We use the analysis techniques developed in the CMS VH studies of Ref. [17]. Event selection is based on the reconstruction of a vector boson that decays leptonically in association with the Z boson that decays into two b-tagged jets. Dominant backgrounds to VZ production include V+\({\mathrm {b}}\) jets, V+light flavor (LF = \(\mathrm {u}\) \(\mathrm {d}\) \(\mathrm {s}\) \(\mathrm {c}\) quark or gluon) jets, \(\mathrm {t}\overline{\mathrm {t}}\), single-top-quark, generic multijet, and H boson production. In general, b-tagging reduces the contributions from LF events, and counting additional jet activity is used to reduce background from \(\mathrm {t}\overline{\mathrm {t}}\) and single-top-quark events. Finally, the value of \(m_{{\mathrm {b}}\overline{{\mathrm {b}}}}\) provides a way to distinguish VZ from V+\({\mathrm {b}}\) and SM VH production, as discussed below.

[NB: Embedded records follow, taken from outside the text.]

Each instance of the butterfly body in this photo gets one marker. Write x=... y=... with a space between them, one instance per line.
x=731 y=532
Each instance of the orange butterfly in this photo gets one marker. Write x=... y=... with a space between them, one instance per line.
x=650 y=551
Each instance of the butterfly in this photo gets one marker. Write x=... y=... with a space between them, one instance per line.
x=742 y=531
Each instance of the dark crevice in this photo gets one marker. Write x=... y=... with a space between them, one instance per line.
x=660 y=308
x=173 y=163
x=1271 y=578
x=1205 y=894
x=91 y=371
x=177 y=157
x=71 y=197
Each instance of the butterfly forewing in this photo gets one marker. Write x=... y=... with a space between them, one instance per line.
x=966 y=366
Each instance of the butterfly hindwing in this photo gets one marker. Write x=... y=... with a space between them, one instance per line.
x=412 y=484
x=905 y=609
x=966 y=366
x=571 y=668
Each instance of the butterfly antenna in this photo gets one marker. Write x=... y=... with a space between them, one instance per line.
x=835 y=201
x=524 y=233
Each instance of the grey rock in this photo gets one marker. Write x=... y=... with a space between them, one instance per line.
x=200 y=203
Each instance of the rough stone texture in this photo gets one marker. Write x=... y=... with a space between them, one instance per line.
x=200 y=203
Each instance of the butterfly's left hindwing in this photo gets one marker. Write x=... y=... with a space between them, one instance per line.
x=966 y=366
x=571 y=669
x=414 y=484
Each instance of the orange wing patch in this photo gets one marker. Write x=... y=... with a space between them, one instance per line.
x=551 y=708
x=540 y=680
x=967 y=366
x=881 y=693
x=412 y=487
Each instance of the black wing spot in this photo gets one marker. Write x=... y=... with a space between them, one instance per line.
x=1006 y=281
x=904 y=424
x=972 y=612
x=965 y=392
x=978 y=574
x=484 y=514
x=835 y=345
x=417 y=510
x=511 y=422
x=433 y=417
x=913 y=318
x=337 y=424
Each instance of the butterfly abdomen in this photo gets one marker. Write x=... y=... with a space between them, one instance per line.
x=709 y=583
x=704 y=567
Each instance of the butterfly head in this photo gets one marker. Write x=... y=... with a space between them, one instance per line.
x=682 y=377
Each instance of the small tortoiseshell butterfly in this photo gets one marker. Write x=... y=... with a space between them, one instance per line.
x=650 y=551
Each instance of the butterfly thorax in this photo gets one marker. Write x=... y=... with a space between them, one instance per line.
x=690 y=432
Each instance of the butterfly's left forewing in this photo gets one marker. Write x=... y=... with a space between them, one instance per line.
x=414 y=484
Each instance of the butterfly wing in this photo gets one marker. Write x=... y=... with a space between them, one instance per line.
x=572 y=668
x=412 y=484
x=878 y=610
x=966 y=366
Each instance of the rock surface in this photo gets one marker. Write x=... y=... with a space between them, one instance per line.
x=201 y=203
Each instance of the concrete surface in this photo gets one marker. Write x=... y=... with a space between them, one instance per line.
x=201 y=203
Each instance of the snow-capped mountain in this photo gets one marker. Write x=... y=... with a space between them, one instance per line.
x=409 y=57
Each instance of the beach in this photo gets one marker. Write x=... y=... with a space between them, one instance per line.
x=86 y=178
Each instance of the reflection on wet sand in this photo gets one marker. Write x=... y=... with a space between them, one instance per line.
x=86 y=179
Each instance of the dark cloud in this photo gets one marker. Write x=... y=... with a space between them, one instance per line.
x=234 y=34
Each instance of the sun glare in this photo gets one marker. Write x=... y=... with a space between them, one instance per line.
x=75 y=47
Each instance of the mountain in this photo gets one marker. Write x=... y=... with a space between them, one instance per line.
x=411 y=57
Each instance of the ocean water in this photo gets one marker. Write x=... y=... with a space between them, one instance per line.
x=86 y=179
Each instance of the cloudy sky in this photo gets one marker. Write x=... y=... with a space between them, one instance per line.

The reconstruction of a \(\mathrm {Z}\rightarrow {\mathrm {b}}\overline{{\mathrm {b}}} \) decay proceeds by selecting two central jets from the primary vertex with \(|\eta |<2.5\), each with a \(p_{\mathrm {T}}\) above some chosen threshold, and defining the \({\mathrm {b}}\overline{{\mathrm {b}}}\) candidate as the jet pair with largest vectorial sum of transverse momenta (\({p_{\mathrm {T}}}^{{\mathrm {b}}\overline{{\mathrm {b}}}}\)). This combination is very efficient for \(p_{\mathrm {T}} ^{\mathrm {V}}>100\,\text {GeV} \) without biasing the differential distribution of the background, and also defines the two-jet mass \(m_{{\mathrm {b}}\overline{{\mathrm {b}}}}\), which is required to be \(<250\,\text {GeV} \). The two selected jets are also required to be tagged as \({\mathrm {b}}\) jets, with a value of the CSV discriminator that depends on the specific nature of the event.

Candidate \(\mathrm {W}^{\pm }\rightarrow \ell ^{\pm }{\nu }\) decays in WZ events are identified through the presence of a single isolated lepton and significant \(E_{\mathrm {T}}^{\text {miss}}\). Electrons and muons are required to have \(p_{\mathrm {T}} >30\,\text {GeV} \) and \(p_{\mathrm {T}} >20\,\text {GeV} \), respectively. To reduce contamination from generic multijet processes, the \(E_{\mathrm {T}}^{\text {miss}}\) is required to be \(>45\,\text {GeV} \). In addition, the azimuthal angle (\(\phi \)) between the \(E_{\mathrm {T}}^{\text {miss}}\) vector and the lepton is required to be \(<\pi /2\). At least two jets with \(p_{\mathrm {T}} > 30\,\text {GeV} \) and a moderate CSV discriminator value are required to define the \(\mathrm {Z}\rightarrow {\mathrm {b}}\overline{{\mathrm {b}}} \) candidate.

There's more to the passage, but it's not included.